Posted May 4, 2011 9:34 UTC (Wed) by AndreE (guest, #60148) [Link] (2 responses)

Actually, it's pretty clear that it ISN'T just these additional moral expectations. He clearly states:

"but I really want to point out that it's not that the license is somehow ethical per se. A lot of other people think that the BSD license with its even more freedoms is a better license for them. And others will prefer to use a license that leaves all the rights with the original copyright holder, and gives no rights to the sources at all to others. And for them, that is their answer. And it's fine.

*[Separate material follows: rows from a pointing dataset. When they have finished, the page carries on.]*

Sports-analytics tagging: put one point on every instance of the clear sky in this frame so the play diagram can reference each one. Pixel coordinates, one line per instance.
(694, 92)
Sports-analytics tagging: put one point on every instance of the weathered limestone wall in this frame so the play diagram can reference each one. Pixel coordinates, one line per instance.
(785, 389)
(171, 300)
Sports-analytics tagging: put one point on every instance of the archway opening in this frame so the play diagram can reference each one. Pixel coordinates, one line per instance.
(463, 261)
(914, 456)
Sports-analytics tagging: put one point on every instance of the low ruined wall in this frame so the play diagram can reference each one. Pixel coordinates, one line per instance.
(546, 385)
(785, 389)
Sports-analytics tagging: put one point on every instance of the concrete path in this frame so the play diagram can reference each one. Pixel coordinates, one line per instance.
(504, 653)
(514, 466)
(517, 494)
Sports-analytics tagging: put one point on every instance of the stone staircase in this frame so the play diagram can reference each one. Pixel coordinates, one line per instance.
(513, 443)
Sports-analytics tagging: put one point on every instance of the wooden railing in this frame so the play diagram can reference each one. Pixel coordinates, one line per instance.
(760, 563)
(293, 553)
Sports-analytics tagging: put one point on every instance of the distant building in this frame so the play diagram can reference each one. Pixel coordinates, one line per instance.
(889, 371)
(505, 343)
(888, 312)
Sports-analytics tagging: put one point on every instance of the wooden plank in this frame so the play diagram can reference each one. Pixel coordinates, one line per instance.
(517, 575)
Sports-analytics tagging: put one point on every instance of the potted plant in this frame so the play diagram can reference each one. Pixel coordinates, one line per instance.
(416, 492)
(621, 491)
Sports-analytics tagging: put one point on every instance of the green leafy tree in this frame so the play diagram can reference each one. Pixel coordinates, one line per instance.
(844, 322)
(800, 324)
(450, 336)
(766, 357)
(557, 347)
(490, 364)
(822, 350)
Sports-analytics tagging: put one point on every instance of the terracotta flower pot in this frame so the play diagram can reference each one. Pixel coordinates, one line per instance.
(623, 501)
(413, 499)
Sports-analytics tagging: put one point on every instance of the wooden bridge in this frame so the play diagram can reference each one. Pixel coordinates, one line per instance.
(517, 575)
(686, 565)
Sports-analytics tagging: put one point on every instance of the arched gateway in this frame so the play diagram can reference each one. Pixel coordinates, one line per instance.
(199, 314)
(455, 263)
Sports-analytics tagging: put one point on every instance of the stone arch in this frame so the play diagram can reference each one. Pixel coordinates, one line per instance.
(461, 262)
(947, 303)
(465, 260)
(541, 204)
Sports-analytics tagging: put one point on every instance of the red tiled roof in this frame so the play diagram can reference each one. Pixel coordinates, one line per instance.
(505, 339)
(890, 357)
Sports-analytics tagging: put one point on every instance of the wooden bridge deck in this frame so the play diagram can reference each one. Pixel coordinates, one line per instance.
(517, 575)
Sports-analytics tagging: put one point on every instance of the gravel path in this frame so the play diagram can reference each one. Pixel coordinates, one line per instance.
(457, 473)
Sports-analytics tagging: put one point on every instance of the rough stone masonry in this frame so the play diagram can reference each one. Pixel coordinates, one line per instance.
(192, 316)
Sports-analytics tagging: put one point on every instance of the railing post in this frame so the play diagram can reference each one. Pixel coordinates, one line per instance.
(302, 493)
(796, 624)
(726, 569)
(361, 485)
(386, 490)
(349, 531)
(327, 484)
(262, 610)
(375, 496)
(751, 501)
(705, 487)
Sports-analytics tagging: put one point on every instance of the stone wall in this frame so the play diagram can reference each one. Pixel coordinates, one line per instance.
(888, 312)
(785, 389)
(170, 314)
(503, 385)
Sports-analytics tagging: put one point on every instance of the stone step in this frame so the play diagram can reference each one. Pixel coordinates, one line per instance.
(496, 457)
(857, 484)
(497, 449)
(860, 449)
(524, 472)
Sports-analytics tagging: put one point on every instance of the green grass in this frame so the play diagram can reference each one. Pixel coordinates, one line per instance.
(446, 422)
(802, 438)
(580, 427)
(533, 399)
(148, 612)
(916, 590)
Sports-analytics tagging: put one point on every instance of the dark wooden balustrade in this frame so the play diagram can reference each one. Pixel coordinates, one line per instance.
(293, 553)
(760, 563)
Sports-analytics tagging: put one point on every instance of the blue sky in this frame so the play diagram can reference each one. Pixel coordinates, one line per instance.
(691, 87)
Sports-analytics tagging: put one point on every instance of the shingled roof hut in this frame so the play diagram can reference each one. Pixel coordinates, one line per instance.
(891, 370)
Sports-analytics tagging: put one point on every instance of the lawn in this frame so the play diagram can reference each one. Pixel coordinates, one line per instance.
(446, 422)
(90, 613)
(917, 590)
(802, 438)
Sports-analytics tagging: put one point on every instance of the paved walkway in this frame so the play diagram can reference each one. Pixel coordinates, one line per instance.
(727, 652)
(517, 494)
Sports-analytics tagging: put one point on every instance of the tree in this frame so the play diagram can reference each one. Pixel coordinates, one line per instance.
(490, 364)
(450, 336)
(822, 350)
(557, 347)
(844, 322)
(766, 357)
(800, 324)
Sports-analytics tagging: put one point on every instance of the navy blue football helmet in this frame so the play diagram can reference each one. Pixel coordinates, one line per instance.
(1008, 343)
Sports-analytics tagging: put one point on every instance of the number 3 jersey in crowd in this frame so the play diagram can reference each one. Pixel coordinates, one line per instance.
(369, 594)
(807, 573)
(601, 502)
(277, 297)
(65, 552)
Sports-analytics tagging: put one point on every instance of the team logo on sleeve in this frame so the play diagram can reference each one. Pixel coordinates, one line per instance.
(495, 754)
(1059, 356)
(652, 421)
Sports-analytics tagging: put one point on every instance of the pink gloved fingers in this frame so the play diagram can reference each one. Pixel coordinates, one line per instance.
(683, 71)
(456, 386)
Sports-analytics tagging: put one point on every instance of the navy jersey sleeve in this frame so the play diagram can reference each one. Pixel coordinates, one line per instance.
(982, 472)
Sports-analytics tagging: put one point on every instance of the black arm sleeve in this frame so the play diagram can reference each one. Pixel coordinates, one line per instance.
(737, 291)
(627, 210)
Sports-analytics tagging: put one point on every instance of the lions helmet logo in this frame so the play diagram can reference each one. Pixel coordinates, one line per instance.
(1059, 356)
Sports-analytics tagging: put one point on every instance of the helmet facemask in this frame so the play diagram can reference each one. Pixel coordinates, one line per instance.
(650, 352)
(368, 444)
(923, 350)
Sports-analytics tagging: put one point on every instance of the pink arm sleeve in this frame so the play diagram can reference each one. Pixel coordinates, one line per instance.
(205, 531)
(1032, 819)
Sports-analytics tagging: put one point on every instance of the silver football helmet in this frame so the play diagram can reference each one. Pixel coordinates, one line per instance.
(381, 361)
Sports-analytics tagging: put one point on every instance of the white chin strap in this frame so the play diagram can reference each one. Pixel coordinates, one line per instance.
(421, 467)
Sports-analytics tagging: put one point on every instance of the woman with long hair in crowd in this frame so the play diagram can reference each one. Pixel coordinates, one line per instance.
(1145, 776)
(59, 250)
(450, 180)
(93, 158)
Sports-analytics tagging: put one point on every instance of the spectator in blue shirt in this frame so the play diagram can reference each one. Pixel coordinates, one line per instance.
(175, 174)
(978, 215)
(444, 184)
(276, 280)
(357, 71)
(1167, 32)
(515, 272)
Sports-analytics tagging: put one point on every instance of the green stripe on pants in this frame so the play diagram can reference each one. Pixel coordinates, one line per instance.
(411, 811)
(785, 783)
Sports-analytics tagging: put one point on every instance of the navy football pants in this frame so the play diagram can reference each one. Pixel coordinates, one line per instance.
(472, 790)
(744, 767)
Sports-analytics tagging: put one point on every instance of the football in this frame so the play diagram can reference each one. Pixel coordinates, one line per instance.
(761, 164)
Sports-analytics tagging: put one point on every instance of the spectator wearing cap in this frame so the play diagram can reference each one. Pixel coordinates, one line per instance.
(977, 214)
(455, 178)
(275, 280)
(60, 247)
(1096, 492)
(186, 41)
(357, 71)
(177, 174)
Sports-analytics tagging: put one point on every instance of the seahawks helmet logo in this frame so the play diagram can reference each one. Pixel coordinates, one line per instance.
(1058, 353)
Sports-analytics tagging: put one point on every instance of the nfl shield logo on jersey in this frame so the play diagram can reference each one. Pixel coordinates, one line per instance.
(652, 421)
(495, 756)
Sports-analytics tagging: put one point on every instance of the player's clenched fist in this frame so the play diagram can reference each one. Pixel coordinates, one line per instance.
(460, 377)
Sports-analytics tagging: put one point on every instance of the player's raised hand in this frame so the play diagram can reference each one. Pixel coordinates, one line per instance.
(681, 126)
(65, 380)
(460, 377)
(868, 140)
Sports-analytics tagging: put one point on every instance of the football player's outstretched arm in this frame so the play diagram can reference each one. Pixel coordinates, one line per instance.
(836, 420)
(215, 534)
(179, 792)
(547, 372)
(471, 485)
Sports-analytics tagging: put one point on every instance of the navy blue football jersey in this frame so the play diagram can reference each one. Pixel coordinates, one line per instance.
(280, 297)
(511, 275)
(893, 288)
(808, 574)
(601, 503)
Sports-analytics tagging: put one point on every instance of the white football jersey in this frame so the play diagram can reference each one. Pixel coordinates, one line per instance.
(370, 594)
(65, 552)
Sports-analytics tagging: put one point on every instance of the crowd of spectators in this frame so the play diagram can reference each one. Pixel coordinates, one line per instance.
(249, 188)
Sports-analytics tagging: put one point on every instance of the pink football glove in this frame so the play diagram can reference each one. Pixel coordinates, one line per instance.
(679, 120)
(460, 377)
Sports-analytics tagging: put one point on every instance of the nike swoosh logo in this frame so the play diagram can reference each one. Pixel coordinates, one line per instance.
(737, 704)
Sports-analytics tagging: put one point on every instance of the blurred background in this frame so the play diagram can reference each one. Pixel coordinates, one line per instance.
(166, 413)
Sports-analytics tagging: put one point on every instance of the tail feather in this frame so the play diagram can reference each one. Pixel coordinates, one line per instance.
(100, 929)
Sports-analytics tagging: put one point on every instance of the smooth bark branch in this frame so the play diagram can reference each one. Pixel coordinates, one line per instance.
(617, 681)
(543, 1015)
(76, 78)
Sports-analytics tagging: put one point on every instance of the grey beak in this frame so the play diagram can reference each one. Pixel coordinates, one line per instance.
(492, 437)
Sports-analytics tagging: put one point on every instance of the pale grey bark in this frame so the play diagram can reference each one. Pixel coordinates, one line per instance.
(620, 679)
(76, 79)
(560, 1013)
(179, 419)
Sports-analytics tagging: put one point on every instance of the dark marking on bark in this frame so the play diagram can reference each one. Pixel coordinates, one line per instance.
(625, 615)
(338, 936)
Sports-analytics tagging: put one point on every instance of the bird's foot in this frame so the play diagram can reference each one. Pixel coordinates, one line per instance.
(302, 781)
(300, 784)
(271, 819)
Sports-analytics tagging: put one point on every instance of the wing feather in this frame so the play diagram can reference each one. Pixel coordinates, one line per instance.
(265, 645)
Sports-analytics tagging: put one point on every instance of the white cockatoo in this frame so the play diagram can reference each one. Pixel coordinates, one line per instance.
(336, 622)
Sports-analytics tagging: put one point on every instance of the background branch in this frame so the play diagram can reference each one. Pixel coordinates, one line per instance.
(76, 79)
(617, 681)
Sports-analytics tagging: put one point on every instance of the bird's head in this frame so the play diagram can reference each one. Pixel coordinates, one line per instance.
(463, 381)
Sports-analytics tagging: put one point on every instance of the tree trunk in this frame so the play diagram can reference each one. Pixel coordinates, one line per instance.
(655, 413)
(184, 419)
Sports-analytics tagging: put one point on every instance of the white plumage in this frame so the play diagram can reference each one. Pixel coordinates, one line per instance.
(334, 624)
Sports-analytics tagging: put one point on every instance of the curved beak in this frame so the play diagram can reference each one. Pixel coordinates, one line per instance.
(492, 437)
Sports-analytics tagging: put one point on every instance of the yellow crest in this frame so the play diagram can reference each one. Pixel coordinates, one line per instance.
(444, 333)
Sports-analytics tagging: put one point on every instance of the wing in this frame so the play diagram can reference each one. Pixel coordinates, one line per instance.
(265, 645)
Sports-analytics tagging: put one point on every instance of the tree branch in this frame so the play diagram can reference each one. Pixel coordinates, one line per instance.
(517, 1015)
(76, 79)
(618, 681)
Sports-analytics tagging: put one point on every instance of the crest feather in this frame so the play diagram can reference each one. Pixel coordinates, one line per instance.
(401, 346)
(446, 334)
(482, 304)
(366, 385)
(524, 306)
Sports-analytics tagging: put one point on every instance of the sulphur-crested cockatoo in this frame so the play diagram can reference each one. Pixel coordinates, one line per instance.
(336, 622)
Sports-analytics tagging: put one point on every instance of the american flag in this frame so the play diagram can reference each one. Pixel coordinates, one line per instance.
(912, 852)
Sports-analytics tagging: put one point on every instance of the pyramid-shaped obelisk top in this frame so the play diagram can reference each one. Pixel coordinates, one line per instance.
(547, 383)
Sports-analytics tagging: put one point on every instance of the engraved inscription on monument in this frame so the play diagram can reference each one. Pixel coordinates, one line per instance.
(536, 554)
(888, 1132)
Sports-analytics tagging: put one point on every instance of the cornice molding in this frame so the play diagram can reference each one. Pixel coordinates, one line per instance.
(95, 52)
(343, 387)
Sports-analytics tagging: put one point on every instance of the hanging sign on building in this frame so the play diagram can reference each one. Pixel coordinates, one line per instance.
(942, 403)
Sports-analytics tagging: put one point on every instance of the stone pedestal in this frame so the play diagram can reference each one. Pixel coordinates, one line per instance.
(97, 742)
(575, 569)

It's their choice."

So ultimately, he doesn't really consider there to be any ethical issues with proprietary software.

Ethics and morals.

Posted May 4, 2011 11:24 UTC (Wed) by drag (guest, #31333) [Link]

The ethical problems have to do with copyright itself. It was one thing when it applied to navigational charts and some books, but it's a monster that has gotten out of control.

But it's difficult to convince people of this since it's asking too much for people to view the world as possibly ever being different then it is now.

Ethics and morals.

Posted May 4, 2011 12:22 UTC (Wed) by gowen (guest, #23914) [Link]

Well, that's consistent with the idea that -- absent any coercion -- all licenses are ethically neutral. You sign up to those licences whose terms you're ok with, you reject the ones that you're not ok with. And you are bound by those terms, and not the moral expectations of anyone else.

That's freedom in the sense with which economists will be familiar. Your interpretation may vary.